Zucchero, Fava: crisi comparto penalizza anche nostra regione

By on 4 gennaio 2015

3 gennaio 2015

Anche l’assessore all’Agricoltura della Lombardia, Gianni Fava interviene sulla crisi del comparto bieticolo saccarifero e sull’allarme lanciato dal Gruppo Maccaferri per il rischio di chiusura dello stabilimento Eridania Sadam di San Quirico (Parma)

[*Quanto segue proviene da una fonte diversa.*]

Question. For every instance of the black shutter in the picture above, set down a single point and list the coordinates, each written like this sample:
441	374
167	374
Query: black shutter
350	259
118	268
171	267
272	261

L’assessore Fava parla, tuttavia, di una crisi annunciata. “Durante il negoziato sulla Pac – ricorda – per mesi alla Conferenza delle Regioni ho sostenuto che destinare risorse dell’accoppiato a una coltura senza prospettive come quella della barbabietola non avrebbe avuto senso, perché l’Italia scontava la zavorra di folli accordi, presi nel 2006 in materia di dismissione del settore bieticolo saccarifero. Semmai, la strada da seguire in un paese normale era quella di rinegoziare a livello comunitario una politica di rilancio, in assenza della quale i 17,1 milioni di euro che sono stati deliberati per la bieticoltura nella riforma della Pac risultano inefficaci, se non inutili”.

Nel caso specifico di Eridania Sadam, che denuncia una filiera saccarifera “fortemente a rischio”, Fava non ha dubbi.

“La posizione evidenziata dal Gruppo Maccaferri – riconosce – dimostra chiaramente, se mai ce ne fosse ulteriore prova, che senza fondi pubblici nessuno ha interesse a produrre in Italia. Parliamo di zucchero oggi, ma si potrebbero purtroppo fare altri esempi. E tutto questo è il risultato di decenni di politiche sbagliate, che ci hanno fatto perdere qualsiasi forma di sovranità alimentare nel settore bieticolo saccarifero”. 

“Solo 20 anni fa – prosegue l’assessore lombardo – eravamo ai primi posti nel mondo per produzione di zucchero, ma con una politica dissennata, che ha penalizzato prevalentemente gli agricoltori e i contoterzisti del Nord, siamo passati dall’autosufficienza in termini di produzione a diventare un paese puramente importatore, che dipende quasi totalmente dalla produzione straniera”.